LSEG updated the comparable adjusted earnings per share figure after this story was published to include earnings per share for both classes of the company’s stock.

The company’s reported net income for the three-month period that ended Sept. 30 was 118.9 million francs, or 36 cents per class A share, compared with 30.5 million francs, or 9 cents per class A share, a year earlier.

Excluding one-time items, On posted earnings of 43 cents per class A share.

Sales rose to 794.4 million francs, up about 25% from roughly 636 million francs a year earlier. 

On’s rosy results come as competitors like Nike and Hoka plan for either a sales decline or slowdown in growth, as discretionary spending stagnates and tariffs take a bite out of shoppers’ wallets.

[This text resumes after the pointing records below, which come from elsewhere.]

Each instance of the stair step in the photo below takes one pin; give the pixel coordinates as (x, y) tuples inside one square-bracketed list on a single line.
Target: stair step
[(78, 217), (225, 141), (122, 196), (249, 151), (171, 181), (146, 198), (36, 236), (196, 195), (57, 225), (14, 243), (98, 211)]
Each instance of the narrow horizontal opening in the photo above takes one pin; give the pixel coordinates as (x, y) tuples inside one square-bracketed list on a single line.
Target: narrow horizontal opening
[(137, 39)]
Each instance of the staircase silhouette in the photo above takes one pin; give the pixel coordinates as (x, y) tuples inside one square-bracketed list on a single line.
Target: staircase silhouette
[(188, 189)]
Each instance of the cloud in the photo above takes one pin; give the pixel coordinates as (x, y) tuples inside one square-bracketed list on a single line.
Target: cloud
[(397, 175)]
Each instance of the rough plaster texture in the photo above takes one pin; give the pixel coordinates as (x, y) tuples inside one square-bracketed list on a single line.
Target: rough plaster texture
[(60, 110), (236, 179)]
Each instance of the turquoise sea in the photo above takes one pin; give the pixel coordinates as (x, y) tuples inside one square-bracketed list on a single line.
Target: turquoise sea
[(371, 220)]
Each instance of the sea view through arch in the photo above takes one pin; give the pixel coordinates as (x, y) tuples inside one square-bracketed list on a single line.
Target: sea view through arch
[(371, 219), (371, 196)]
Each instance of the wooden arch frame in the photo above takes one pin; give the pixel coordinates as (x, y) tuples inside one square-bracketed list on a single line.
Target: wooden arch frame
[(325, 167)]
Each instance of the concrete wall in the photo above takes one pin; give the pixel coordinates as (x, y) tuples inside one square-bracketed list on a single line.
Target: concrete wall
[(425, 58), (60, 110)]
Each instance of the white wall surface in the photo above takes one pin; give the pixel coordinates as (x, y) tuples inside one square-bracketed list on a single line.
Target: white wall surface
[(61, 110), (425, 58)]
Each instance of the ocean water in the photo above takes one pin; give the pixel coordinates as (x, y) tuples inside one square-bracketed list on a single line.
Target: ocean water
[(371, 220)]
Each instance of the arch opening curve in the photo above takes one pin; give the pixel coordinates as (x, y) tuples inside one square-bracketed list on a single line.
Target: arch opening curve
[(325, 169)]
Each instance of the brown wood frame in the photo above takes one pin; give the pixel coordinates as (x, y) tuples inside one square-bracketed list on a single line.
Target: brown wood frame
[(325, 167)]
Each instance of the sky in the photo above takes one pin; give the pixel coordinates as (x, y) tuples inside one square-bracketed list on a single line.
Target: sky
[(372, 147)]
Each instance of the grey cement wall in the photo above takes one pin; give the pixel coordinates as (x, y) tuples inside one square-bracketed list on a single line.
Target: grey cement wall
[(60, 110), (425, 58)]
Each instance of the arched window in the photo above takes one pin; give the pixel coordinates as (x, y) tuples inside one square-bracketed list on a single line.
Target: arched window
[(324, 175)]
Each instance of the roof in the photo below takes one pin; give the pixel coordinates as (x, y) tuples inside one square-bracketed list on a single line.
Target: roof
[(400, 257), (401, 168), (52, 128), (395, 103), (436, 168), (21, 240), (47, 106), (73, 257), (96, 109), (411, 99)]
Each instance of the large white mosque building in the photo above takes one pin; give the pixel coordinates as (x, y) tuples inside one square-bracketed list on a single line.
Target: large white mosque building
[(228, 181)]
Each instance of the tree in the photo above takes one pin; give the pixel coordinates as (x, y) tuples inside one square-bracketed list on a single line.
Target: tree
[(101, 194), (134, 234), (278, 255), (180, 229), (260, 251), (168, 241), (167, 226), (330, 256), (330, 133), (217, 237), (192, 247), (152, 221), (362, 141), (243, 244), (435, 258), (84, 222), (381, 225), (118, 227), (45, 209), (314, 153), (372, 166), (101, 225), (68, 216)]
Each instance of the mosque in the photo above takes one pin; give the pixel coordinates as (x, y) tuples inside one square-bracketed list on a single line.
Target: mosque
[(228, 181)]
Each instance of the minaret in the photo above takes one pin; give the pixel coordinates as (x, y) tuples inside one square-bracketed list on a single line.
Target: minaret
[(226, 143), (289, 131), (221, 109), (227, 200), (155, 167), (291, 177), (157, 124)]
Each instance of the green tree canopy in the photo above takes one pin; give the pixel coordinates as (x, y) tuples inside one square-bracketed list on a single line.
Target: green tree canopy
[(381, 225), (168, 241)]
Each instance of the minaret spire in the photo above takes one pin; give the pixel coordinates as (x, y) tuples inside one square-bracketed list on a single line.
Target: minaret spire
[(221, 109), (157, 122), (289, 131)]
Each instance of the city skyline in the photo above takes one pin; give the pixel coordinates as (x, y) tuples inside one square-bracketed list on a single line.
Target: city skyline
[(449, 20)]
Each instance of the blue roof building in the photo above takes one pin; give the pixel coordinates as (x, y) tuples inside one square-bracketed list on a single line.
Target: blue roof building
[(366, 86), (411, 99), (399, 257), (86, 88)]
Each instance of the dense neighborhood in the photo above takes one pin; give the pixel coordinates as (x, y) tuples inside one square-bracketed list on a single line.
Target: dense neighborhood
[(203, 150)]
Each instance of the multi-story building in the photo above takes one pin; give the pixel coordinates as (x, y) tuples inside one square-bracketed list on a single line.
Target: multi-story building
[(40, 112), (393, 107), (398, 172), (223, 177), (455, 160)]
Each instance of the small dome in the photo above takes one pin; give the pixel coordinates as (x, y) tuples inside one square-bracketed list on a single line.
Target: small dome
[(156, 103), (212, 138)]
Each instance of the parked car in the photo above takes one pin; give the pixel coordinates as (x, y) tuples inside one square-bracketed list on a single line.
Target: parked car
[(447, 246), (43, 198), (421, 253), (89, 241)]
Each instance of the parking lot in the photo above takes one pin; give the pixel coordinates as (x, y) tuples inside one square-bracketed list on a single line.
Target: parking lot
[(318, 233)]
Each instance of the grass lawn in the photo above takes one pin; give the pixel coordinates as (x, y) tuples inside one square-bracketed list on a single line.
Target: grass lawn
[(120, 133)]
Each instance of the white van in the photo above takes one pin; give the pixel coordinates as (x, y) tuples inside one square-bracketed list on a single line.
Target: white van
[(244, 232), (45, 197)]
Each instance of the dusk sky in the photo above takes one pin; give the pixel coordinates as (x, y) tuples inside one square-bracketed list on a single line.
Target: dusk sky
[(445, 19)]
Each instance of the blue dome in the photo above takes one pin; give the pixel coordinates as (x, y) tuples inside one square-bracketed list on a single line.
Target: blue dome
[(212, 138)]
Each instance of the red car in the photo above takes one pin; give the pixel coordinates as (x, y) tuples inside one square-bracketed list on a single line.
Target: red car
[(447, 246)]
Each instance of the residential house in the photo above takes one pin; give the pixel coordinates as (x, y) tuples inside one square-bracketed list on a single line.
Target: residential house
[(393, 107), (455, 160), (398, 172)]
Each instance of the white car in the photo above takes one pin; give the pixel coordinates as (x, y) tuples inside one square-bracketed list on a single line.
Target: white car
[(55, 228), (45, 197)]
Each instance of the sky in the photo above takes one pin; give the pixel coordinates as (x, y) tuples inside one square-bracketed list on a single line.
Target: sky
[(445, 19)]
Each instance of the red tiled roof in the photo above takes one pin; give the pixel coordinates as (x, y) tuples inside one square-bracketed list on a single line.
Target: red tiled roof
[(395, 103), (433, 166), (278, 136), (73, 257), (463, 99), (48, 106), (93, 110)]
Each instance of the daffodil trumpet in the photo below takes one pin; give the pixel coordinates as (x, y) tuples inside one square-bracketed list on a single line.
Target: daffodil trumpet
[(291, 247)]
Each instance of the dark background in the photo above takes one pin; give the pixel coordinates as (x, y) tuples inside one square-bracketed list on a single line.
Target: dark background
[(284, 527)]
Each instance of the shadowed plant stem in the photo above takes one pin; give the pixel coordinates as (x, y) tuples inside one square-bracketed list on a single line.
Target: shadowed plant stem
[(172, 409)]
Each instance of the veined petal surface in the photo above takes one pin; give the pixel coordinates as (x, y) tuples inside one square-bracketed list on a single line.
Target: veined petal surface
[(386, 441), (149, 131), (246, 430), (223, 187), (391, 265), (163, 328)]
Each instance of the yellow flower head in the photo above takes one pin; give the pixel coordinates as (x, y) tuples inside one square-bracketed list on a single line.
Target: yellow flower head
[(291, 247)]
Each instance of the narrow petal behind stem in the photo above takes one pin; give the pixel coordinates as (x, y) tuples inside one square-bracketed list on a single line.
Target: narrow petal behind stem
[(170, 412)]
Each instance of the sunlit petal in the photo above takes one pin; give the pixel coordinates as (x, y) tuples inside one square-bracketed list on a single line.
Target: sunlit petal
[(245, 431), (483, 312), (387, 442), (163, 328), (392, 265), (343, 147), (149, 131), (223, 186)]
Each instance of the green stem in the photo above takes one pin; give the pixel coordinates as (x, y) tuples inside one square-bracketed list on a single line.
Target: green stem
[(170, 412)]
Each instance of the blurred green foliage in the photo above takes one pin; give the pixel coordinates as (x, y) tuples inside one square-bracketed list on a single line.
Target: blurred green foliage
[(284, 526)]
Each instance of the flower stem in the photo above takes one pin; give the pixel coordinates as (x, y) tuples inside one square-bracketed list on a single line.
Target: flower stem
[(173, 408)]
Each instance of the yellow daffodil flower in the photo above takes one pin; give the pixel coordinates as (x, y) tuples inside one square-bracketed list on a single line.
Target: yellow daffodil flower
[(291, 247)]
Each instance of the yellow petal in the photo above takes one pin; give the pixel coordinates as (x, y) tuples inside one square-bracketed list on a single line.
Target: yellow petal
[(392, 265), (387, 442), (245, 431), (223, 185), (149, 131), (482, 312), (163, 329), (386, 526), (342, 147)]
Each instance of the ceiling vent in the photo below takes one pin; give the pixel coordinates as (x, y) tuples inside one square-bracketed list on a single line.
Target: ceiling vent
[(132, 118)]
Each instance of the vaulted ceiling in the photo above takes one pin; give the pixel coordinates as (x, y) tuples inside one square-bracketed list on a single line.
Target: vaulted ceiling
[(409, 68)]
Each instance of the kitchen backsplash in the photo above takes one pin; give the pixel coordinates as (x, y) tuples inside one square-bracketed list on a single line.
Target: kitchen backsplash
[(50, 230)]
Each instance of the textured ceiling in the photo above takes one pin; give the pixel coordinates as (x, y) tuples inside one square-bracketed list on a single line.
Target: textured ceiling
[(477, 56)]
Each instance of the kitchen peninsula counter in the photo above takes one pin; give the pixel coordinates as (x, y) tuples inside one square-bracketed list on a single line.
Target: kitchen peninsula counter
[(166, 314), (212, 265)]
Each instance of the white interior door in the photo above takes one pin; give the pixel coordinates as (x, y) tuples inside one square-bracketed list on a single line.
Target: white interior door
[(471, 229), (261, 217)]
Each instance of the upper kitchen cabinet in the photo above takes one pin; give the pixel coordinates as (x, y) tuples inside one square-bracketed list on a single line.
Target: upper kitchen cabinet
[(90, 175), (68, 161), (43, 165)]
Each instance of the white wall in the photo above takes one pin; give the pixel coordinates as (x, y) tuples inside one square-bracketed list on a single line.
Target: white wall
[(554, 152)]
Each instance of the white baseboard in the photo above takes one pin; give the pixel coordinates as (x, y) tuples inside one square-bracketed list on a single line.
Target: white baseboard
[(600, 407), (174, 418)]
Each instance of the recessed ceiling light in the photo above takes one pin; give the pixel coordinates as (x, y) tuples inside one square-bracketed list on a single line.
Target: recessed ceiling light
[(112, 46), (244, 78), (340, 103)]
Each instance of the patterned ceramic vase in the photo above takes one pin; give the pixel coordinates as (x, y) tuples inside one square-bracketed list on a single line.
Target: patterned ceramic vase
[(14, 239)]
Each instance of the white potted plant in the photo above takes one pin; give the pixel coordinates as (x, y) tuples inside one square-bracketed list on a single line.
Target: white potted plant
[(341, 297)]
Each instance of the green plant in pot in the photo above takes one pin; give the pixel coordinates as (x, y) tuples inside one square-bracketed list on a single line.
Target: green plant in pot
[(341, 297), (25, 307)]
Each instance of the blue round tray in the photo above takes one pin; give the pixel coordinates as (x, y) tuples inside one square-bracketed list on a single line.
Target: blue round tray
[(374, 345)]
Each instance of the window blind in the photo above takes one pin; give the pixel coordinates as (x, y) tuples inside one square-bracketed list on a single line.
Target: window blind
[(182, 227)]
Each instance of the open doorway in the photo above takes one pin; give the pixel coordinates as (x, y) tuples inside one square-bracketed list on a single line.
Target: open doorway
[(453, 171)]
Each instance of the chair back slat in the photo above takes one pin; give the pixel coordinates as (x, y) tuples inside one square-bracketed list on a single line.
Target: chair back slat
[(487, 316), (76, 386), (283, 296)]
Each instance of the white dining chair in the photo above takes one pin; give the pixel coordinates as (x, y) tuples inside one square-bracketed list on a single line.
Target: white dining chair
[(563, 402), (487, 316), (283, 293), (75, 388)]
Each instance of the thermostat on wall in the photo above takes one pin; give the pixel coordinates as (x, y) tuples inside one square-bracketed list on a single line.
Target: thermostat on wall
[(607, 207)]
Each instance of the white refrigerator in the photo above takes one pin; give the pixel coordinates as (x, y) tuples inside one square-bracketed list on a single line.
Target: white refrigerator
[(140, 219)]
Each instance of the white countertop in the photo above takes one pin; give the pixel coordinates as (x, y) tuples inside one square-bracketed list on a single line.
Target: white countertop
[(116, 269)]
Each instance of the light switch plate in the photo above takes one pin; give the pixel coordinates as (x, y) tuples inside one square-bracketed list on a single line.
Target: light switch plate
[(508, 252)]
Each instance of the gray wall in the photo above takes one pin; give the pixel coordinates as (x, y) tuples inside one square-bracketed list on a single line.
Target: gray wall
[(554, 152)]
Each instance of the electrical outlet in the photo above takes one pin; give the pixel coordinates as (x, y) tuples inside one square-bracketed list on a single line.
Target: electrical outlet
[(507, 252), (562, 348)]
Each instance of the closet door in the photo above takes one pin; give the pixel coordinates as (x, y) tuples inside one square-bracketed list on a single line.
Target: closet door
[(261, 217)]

In late September, Nike said it was expecting sales in its current quarter, which runs generally from early September to early December, to fall by a low single-digit percentage as it works to reignite innovation and streamline operations. Deckers, the parent company behind On’s fellow buzzy footwear brand Hoka, trimmed its sales guidance for Hoka in October. 

How On creates its spray-on running shoes

Meanwhile, On is raising its sales guidance as it gears up for the holiday shopping season. Retail analysts expect most of the industry to lean heavily on discounts and promotions to drum up demand during the critical holiday shopping season, but On won’t even be offering a Black Friday discount, said co-founder and Executive co-Chairman Caspar Coppetti.

On will be “full price through the holiday season,” Coppetti said in an interview with CNBC. “This is against the backdrop of a very competitive and very discount-driven environment currently, and so this leveling up that we’ve done, and then just being able to command a much higher selling price, really sets On apart.” 

While On is typically sold alongside brands like Nike, Hoka and Brooks Running, its holiday strategy is similar to those of luxury names. It’s part of the company’s strategy to be the most premium sportswear brand on the market by not just offering the highest prices but also the most innovative products across footwear and apparel. 

Still far smaller than many of the legacy brands it competes with, On has slowly been chipping away at their market share primarily through innovation, where industry leader Nike has been criticized for falling behind.

Last year, On launched its Cloudboom Strike LS produced with its “LightSpray” technology, which makes performance running shoes using a spray gun in a matter of minutes. Runner Hellen Obiri was wearing the shoes when she broke the women’s record in the New York City Marathon by almost three minutes earlier this month.

“That’s a very strong validation,” said Coppetti. “Runners really do pay attention to what people are wearing now when they’re in a race, because these innovations trickle down and they inform their choices.”

Editor’s note: This story was updated to reflect that LSEG revised its comparable earnings per share figure to include estimates from both classes of stock. LSEG previously hadn’t disclosed that analysts use the combined earnings from both classes.